Transferring debts onto credit cards is an option for consumers with good credit records. Transferring debts onto credit cards can mean paying less or even zero percent interest rates whilst clearing debts.
Why Would I Transfer Debts to New Credit Cards?
There are number of different debts that can be transferred over to credit cards. Debts can include loans, store cards and overdrafts; although customers should check that early repayment fees are not applicable on loans repaid early. The goal of transferring debts is to reduce the amount of interest paid on multiple debts. By transferring debts to zero percent interest, credit card customers can effectively cancel out interest fees on all present debts.
Aren’t Zero Percent Interest Credit Cards Difficult to Obtain?Not necessarily, especially for borrowers with good credit records. Many lenders are still offering zero percent interest rate credit cards as introductory offers. Many of these cards do come with long interest free periods, some as much as 16 months before the interest kicks in. There are also credit cards that come with very low interest rates to entice customers to switch or transfer balances. As long as the interest is lower than that applied to present debts this is a cost effective method.
Do I Have to Be a New Customer to Benefit from Transfers?
Most of the zero annual percentage rate (APR) interest deals are only on offer to new customers. They are designed to entice new customers from their usual lenders in order to beat the competition. It may worthwhile checking with present lenders if transferring debts is available with their credit cards. It may be possible to negotiate a good deal as lenders do not like losing customers, especially to competitors.
How Do Balance Transfers Work?
Basically, customers open up accounts with lenders who offer the introductory offers and then transfer their present debt onto the new credit cards. Customers should look for introductory credit cards that come with long interest free periods. This will give more time to repay the debt without any interest fees. The introductory offers can come with long periods of low or zero percent interest periods, usually a year to 16 months.

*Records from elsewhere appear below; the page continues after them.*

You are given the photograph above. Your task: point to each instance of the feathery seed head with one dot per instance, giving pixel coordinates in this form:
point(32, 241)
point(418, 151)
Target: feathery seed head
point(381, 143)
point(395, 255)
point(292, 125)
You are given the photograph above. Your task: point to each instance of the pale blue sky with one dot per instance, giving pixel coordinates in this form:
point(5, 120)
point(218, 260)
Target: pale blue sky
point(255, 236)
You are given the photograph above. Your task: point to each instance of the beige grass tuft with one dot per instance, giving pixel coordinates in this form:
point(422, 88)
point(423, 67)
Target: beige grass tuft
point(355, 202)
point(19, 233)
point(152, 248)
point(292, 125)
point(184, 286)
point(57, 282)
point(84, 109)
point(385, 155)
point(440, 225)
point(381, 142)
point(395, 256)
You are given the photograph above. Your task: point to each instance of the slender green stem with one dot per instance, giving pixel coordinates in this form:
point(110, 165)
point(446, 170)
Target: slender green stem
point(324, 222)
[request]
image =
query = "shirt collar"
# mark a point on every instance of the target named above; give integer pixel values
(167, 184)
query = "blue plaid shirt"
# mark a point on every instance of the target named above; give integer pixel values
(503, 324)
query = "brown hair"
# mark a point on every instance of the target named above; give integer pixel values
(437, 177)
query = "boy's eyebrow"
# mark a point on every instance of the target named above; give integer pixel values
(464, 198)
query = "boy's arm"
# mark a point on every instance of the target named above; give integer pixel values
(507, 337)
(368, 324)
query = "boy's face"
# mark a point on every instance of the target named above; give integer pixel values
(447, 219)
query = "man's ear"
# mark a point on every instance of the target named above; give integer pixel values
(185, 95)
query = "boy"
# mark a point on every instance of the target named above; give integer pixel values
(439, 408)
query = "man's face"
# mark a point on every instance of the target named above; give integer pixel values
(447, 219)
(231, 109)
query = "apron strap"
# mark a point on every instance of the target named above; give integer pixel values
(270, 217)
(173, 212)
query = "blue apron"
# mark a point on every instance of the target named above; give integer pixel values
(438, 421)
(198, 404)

What Are The Downsides of Balance Transfers?
It is important to try to repay the debts transferred before the zero percent or low interest rate period ends. After the introductory periods ends the interest will kick in and this can sometimes mean higher interest rates. It’s also important to not spend on the new credit card. Customers who do spend will be charged at the higher interest rate. The new debt won’t be paid until the previous debt balance transfer has been cleared and this interest will simply keep accruing.
How Can I Avoid Spending on a New Credit Card?
Those who are tempted to spend on their new credit cards should consider separate credit cards. One should be used simply to pay off the previous debts while the other card can be used for spending. This will avoid the accruing interest on the new credit card. Customers should remember that the new credit card means low or zero percent interest rates but balance repayments will still be required. Customers should try and repay as much as possible within the introductory low interest or zero percent interest introductory period.
How Can I Decide Which Credit Card Gives the Best Deals?
Shopping around is the only way to compare all the credit card deals on the market. There are a few factors that will influence the interest rates supplied to customers. These factors will include how much is being transferred to new credit cards, how long the customer thinks they can clear the new credit card and the customer’s credit score. Just because a lender advertises excellent deals does not mean that the customer can obtain them. These factors will be used by the lender to decide the interest rates and the terms and conditions that they will offer new customers.
What Are the Golden Rules of Balance Transfers?
Customers who are considering transferring over debts to new credit cards should always look for the lowest interest rates. Introductory offers should always have long periods where low or zero interest is applicable. Customers should never spend on the new card and never make cash withdrawals. Repay as much as possible and ideally clear the balance on the new credit card before the interest kicks in.